Distinguished Postdoctoral Fellow
Erik Fredrickson is a geophysicist who uses seafloor pressure and other geodetic measurements to study tectonic boundary processes beneath the oceans. His key interests are in increasing the effective resolution of seafloor measurements and optimizing sensor network design to detect increasingly small signals over a range of timescales, with an eye to the transient deformation caused by shallow slow slip.
During his Ph.D., he analyzed data from the Cascadia and Alaska subduction zones to develop techniques for de-noising seafloor pressure records by identifying and exploiting patterns of spatial coherence in the oceanographic pressure field. He further conducted forward modeling of slip on the subduction interface and detectability analyses of synthetic slow slip signals to demonstrate the thresholds of detectability, suggesting the absence of resolvable slow slip in these data and providing design recommendations for future networks aimed at ascertaining the presence of slow slip. He has also worked on mid ocean ridge systems, testing a novel tiltmeter on Axial Seamount on the Juan de Fuca Ridge to characterize the ongoing volcanic inflation there.

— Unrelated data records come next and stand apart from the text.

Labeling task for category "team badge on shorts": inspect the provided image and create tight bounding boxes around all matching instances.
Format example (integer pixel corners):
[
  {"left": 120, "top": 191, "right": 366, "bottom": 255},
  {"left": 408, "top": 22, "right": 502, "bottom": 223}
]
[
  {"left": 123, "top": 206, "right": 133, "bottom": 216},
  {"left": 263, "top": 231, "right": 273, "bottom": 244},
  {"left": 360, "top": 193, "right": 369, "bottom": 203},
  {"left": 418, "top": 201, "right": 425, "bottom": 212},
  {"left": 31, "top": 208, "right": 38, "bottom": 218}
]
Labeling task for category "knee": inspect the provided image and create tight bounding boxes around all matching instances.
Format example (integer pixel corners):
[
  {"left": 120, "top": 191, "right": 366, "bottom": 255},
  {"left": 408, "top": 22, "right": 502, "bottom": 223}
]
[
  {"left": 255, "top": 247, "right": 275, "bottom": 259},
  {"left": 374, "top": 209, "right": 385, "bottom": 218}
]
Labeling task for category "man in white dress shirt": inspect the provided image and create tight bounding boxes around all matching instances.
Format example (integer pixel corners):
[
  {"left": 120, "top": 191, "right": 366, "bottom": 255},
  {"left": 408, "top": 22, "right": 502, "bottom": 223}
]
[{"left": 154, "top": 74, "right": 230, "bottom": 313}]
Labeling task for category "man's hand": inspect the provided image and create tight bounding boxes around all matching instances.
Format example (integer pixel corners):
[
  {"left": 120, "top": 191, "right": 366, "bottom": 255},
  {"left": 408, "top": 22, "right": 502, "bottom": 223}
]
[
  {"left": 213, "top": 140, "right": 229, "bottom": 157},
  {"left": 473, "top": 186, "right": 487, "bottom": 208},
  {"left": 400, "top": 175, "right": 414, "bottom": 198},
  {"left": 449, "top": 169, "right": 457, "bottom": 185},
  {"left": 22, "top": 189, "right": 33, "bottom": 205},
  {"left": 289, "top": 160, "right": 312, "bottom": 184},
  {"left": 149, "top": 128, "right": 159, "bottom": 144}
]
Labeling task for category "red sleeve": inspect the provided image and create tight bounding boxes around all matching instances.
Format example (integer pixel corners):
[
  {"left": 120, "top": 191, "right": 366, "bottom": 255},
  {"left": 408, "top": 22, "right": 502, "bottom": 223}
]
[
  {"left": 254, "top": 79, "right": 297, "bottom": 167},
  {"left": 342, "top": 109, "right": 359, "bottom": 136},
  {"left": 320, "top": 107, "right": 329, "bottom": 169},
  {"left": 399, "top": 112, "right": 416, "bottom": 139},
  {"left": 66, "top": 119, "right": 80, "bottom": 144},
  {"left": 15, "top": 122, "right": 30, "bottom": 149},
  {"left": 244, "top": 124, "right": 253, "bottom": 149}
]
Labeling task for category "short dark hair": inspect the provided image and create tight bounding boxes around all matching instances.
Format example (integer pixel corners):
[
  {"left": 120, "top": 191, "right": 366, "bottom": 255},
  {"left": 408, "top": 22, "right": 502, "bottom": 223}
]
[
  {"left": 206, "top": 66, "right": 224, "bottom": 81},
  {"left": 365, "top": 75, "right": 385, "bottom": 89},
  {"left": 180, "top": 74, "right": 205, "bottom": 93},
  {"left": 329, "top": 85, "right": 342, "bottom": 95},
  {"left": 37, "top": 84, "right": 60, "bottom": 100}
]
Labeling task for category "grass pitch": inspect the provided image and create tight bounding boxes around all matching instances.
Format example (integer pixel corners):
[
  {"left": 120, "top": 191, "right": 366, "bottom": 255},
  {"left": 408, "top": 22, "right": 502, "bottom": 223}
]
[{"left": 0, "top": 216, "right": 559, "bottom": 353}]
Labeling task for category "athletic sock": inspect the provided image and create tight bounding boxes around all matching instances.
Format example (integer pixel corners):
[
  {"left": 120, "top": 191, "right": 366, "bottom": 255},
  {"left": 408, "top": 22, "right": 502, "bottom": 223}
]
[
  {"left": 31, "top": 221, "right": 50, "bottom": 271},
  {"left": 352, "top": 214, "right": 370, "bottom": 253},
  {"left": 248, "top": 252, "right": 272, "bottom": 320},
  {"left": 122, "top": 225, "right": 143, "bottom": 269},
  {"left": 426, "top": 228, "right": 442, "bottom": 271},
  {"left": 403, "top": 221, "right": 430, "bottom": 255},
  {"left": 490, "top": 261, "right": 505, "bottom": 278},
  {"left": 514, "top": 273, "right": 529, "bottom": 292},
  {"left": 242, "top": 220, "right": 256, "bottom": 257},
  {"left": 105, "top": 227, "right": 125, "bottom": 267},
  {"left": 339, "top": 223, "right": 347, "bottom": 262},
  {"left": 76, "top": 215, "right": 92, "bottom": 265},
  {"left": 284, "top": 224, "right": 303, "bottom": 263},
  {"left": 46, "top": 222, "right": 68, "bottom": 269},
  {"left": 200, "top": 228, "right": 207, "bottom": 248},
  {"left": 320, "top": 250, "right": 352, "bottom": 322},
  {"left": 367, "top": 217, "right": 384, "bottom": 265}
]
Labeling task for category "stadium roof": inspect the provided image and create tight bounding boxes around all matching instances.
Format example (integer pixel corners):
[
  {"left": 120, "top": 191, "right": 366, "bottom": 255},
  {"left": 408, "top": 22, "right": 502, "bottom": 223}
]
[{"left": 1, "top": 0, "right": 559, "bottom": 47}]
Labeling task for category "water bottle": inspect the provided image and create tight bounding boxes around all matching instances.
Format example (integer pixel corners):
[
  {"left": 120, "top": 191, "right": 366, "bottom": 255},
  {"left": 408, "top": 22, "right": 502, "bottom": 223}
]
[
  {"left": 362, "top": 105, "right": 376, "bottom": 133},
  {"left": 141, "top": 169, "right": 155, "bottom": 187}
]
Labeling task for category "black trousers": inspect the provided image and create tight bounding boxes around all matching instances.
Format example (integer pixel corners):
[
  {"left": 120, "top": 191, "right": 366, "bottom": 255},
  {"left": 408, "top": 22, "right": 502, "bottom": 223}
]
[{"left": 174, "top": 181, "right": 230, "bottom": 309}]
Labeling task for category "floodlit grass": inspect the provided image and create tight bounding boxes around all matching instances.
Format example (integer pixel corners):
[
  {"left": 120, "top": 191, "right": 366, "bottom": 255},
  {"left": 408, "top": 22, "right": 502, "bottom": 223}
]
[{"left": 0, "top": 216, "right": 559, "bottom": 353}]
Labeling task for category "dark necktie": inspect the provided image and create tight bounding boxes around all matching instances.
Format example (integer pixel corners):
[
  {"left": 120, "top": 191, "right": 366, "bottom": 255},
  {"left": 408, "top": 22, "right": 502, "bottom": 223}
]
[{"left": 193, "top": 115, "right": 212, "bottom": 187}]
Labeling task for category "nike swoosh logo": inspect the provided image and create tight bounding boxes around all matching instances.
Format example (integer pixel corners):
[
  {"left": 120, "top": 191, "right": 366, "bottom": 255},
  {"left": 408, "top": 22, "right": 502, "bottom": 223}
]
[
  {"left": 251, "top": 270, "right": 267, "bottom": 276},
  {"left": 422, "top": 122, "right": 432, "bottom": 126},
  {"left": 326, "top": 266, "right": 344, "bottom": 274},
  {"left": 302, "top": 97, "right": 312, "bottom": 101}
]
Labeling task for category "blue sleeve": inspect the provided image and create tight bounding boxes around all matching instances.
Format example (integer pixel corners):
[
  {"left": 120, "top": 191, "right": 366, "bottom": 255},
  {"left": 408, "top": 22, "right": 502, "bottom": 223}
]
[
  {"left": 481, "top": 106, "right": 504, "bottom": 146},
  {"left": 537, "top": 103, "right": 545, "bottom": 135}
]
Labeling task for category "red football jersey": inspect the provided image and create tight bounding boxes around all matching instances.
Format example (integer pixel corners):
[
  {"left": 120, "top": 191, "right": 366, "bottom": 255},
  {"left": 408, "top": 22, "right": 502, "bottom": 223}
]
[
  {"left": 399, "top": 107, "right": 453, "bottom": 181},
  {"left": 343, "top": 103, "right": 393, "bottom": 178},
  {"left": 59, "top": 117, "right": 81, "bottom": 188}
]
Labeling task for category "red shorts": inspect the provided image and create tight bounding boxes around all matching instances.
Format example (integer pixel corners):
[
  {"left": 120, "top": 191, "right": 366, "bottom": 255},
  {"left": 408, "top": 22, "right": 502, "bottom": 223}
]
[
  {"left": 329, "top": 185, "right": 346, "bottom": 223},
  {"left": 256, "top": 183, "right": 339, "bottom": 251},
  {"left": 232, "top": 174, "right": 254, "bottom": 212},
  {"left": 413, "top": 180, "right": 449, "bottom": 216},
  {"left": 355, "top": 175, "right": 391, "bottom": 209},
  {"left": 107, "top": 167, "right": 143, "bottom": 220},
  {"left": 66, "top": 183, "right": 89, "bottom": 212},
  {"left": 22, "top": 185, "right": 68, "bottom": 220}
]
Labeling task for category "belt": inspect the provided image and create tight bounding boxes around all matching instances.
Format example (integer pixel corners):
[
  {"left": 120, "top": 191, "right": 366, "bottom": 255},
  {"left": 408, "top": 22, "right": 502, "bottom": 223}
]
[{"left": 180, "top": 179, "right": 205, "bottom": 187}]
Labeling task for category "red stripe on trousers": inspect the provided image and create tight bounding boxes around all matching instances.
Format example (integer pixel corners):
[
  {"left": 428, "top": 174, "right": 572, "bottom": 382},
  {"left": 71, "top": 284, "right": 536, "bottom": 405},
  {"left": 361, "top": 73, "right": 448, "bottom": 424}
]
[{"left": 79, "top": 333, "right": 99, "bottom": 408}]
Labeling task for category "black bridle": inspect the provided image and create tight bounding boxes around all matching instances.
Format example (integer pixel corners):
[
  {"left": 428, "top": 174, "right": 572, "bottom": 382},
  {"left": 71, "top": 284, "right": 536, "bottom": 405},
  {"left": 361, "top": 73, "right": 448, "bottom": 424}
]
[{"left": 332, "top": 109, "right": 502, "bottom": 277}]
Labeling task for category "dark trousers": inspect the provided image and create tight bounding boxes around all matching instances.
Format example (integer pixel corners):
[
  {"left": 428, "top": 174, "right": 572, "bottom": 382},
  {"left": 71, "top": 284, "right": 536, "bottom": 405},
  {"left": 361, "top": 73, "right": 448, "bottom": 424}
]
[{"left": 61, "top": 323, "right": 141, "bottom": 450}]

At UTIG, he is applying his processing techniques to pressure datasets from the Hikurangi Subduction zone, where offshore slow slip is found to occur regularly. Here, he is collaborating with UTIG oceanographers and geophysicists to improve the oceanographic corrections through the use of circulation models and expand the deformation modeling by using realistic material properties. Together, these new techniques will allow for better characterization of seafloor deformation signals and better interpretation of what those signals imply about movement on the subduction thrust.
Seafloor geodesy, tectonics, slow slip, and coastal oceanography.